Las diferencias generacionales se amplían

Los cuatro grandes siguen sin tener contestación entre los que quieren su posición de privilegio

Las diferencias generacionales se amplían
ANTONIO VEGAMAdrid

En artículo anterior comentábamos sobre la cada vez mayor evidencia de la existencia, en el momento actual, de un grupo reducido de élite en el tenis mundial de cuatro tenistas y que considerando el grupo en sentido amplio, podríamos ampliarlo el grupo hasta un número de seis tenistas. La variable clave que consideramos para que el grupo sea de cuatro o de seis, es por supuesto la pertenencia o no a una generación donde la edad biológica hace sentir sus efectos en el sentido de una mayor experiencia, acumulación importante de trofeos y en definitiva y por lo que se puede observar enorme talento y categoría tenística. Son los casos de R. Federer, R. Nadal y Novak Djokovic. En los dos primeros jugadores mencionados en este grupo, ya se empiezan a sentir los efectos, con más o menos disimulo, del desgaste físico y mental, aumento progresivo de más o menos sorprendentes lesiones. Al final es la edad biológica, que no perdona. Hay un matiz, que a R. Federer, con 37 años, le están respetando las lesiones más que a R. Nadal, que con 32 años está sufriéndolas, quizás en exceso, aunque también hay que señalar que, por el tipo de juego, el suizo no ha tenido necesidad de «machacarse» tanto físicamente para ganar como le ocurre al mallorquin. N. Djokovic está en esos momentos en lo más alto del ranking y parece que va para largo, aunque ha aprendido antes que Nadal por ej. a dosificarse, y eso que sólo tiene un año y pico menos que el mallorquin.

A continuación, tenemos a un jugador, que podríamos considerar como bisagra, entre el primer grupo del que acabamos de hablar y el más joven desde el punto de vista generacional, que es el que forman A. Zverev y S. Tsitsipas. Ese jugador se llama Dominic Thiem y es , del grupo de los más jóvenes, el que en estos momentos a sus 27 años, el que tiene una mayor proyección de llegar dentro de dos o tres años a conseguir ser el número uno del mundo. Acaba de perder en semifinales en Madrid con Djokovic y sufriendo el serbio bastante más de lo esperado, que era mucho, pero el austriaco ha ganado ya este año en tierra a R. Nadal y a R. Federer en pista dura en Indian Wells, nada más y nada menos. Thiem, domina tanto el drive como el revés, ataca cuando es necesario, sin reservas y posee además un excelente saque.

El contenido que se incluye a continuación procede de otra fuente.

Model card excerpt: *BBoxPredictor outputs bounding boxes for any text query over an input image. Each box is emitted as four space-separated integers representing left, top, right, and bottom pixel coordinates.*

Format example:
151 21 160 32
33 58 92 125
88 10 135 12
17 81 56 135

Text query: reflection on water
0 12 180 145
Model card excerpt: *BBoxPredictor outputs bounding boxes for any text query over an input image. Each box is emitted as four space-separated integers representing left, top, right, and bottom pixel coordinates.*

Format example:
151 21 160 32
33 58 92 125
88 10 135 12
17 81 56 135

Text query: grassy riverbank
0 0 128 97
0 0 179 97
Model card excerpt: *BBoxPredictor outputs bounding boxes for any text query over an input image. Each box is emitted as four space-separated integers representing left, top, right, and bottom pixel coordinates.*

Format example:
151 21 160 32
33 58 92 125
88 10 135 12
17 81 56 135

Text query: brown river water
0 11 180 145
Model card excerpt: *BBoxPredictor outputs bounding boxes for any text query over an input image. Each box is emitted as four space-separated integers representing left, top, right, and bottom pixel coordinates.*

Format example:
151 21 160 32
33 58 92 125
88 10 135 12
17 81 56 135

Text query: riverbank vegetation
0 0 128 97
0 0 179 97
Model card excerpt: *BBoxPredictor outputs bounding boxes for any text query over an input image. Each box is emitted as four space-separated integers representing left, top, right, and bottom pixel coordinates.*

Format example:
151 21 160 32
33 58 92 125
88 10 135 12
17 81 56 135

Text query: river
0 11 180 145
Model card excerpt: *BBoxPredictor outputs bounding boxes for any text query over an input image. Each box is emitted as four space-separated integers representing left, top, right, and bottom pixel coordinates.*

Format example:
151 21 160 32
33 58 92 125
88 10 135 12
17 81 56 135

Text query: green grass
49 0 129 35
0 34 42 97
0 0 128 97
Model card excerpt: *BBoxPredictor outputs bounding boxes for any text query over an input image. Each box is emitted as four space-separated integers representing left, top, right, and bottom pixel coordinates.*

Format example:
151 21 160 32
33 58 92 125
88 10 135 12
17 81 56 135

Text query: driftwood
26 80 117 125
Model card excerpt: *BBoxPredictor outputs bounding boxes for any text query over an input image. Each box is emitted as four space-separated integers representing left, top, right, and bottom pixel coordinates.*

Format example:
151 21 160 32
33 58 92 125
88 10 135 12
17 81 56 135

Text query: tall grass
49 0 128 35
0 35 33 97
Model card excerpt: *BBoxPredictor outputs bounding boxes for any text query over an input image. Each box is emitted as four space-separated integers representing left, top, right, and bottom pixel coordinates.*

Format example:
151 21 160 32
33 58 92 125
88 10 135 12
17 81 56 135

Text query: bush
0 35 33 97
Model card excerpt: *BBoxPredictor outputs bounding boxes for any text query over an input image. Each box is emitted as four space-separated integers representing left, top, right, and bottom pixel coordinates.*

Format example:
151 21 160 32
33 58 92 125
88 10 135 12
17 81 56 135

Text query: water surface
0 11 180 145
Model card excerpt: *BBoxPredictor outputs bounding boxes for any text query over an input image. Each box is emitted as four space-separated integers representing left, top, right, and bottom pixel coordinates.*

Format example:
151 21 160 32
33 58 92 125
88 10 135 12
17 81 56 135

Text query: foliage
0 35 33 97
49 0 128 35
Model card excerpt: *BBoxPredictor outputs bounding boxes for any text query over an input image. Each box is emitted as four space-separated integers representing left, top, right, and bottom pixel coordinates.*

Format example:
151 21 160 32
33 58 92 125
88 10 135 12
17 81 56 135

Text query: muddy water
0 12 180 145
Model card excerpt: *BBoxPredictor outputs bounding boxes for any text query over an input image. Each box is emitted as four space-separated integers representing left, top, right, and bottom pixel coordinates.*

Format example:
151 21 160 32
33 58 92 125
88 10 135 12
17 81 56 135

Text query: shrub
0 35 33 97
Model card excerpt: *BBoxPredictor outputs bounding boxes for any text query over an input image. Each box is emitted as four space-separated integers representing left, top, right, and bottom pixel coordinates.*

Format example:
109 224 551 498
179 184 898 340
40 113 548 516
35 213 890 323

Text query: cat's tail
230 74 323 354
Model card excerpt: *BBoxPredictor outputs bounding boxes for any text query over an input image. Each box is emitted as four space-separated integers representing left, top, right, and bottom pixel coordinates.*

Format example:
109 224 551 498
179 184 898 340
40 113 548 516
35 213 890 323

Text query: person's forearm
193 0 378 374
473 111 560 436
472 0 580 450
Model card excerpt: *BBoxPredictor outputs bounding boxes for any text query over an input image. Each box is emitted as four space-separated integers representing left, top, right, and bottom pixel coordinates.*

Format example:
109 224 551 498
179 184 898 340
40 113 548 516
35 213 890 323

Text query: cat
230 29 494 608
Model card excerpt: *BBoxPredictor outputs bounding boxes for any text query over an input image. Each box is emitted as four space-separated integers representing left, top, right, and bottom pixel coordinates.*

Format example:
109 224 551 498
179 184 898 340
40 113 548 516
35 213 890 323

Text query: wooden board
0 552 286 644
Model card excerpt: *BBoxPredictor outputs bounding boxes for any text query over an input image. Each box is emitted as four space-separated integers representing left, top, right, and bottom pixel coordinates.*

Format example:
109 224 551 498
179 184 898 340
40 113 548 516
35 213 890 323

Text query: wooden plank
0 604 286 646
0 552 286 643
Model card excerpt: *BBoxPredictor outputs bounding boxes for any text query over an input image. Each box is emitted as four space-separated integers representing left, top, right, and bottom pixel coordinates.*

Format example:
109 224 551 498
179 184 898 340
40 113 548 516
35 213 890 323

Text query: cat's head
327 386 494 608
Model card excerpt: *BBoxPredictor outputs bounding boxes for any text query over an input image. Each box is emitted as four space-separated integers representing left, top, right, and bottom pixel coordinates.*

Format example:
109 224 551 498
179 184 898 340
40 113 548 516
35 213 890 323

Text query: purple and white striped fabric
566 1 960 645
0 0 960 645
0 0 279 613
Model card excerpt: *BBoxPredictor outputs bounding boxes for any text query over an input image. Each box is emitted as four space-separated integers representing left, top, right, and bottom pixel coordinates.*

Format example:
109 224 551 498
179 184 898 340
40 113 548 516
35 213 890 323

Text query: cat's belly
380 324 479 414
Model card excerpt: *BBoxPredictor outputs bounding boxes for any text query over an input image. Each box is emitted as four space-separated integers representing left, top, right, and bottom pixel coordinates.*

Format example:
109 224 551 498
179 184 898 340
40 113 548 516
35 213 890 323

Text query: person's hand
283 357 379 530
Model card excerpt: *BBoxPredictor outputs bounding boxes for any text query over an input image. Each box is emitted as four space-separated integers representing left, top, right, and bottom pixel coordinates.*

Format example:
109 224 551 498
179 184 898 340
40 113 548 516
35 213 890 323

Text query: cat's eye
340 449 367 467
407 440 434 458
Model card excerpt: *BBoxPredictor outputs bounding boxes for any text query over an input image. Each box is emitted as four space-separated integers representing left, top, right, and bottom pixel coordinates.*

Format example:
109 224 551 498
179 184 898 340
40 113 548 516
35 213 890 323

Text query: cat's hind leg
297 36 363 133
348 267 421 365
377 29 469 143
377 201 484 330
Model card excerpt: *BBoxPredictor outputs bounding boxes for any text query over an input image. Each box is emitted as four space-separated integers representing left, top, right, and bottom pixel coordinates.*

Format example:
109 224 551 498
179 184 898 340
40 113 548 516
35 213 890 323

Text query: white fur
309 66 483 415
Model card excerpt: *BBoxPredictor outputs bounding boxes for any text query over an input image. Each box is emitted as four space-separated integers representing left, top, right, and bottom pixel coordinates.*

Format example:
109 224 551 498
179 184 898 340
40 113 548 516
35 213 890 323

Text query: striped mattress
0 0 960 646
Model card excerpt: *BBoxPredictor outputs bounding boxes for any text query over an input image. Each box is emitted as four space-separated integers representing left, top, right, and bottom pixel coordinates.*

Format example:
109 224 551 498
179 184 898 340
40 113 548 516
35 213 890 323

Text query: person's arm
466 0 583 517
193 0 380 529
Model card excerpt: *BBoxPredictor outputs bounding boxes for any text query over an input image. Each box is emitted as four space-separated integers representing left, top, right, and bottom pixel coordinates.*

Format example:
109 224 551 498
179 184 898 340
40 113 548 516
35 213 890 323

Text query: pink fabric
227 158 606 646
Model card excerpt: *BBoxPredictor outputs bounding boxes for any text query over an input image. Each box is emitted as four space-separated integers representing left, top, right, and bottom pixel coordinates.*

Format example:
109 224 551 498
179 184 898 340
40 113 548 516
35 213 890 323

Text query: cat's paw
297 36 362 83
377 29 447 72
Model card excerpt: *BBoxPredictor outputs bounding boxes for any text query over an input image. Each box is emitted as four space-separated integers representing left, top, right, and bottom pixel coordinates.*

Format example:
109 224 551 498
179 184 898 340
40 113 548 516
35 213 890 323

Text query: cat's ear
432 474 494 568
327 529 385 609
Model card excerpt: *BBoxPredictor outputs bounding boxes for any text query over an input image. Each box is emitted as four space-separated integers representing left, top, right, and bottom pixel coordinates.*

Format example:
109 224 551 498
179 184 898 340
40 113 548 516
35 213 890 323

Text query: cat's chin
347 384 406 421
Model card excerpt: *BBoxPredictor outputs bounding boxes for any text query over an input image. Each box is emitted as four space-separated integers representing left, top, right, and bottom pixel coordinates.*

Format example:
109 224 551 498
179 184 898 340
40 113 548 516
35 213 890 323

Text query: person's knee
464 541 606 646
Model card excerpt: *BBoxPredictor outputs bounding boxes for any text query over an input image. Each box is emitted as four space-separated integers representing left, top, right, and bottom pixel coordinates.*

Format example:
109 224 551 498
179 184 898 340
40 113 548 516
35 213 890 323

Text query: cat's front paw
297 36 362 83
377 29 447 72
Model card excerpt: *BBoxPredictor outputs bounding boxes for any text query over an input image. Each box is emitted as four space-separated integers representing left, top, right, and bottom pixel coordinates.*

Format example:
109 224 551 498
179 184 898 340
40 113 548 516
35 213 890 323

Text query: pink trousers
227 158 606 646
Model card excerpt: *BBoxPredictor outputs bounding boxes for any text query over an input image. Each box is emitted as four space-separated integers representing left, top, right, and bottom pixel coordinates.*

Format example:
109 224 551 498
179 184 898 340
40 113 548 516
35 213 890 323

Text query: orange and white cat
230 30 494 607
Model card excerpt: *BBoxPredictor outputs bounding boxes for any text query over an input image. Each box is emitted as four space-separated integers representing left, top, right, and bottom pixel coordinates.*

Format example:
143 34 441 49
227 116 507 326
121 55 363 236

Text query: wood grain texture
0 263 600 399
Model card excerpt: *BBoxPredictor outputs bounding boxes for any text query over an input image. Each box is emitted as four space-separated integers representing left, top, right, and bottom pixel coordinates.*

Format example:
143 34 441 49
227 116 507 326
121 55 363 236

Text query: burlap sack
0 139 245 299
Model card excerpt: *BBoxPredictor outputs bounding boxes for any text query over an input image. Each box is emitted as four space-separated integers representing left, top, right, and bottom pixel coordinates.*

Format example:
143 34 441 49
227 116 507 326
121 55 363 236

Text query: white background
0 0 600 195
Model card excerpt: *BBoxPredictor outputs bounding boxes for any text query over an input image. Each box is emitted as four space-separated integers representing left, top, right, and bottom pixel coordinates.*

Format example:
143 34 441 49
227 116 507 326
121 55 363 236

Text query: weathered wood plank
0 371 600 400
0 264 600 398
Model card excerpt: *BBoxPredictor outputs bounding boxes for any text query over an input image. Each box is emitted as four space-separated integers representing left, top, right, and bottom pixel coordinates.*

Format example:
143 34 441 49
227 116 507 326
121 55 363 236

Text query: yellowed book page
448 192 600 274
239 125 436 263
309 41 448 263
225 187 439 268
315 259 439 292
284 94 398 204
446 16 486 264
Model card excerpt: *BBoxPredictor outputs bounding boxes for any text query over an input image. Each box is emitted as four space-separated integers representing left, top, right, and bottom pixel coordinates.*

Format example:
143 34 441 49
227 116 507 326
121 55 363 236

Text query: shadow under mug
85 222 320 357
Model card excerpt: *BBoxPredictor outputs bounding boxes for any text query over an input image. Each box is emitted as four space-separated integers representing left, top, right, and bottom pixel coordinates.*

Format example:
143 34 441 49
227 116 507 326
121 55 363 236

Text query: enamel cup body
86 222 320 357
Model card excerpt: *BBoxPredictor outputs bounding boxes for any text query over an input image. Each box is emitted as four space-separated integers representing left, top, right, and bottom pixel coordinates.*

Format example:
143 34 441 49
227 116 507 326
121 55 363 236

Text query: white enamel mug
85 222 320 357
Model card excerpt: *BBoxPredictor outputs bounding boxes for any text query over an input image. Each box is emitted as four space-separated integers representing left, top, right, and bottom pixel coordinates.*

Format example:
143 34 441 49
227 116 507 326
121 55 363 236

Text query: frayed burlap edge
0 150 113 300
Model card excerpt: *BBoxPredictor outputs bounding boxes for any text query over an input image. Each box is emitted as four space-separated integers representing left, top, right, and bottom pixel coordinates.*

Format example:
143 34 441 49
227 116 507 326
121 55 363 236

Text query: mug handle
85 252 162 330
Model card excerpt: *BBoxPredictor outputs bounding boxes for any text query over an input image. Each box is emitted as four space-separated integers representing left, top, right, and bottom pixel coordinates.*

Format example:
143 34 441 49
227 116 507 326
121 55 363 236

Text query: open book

Lo dicho, a Thiem le auguramos un futuro, más bien próximo, de escalada hacia el top-cinco, y vamos a ver…

El siguiente grupo a considerar, lo componen, como ya hemos señalado, dos jugadores, que están en la anualidad de los 20 y 21 años de edad: S. Tsitsipas, griego y el alemán A. Zverev. Ambos, no es que apunten maneras, es que ya tienen maneras, no hay más que ver lo que está haciendo el jugador griego en el torneo de Madrid, ganando a Nadal, que aquí y en tierra era poco menos que imbatible. Tsitsipas juega con total desparpajo, jugador alto y con largos brazos, muy buen saque, gran revés, corre lo indecible y la edad claro, que se nota. Todavía le quedan cosas por madurar y pulir, pero es carne de top 5, en menos tiempo del que nos podríamos imaginar. El alemán Zverev, parece que se ha estancado un poco este año, dentro por supuesto de su gran nivel, pero quizás el año pasado, que tuvo su gran explosión, se crearon grandes expectativas en torno a él, creo que algo exageradas y demasiado tempranas. Hay que esperar y coger experiencia jugando más, aunque se pierda, pero condiciones de top-5, tiene también el alemán.

Bueno, el torneo Máster 1000 de Madrid, en su edición de 2019, ha echado hoy el cierre. Excelente experiencia. Vamos a deglutirlo y a preparar con devoción la edición del 2020. Así sea.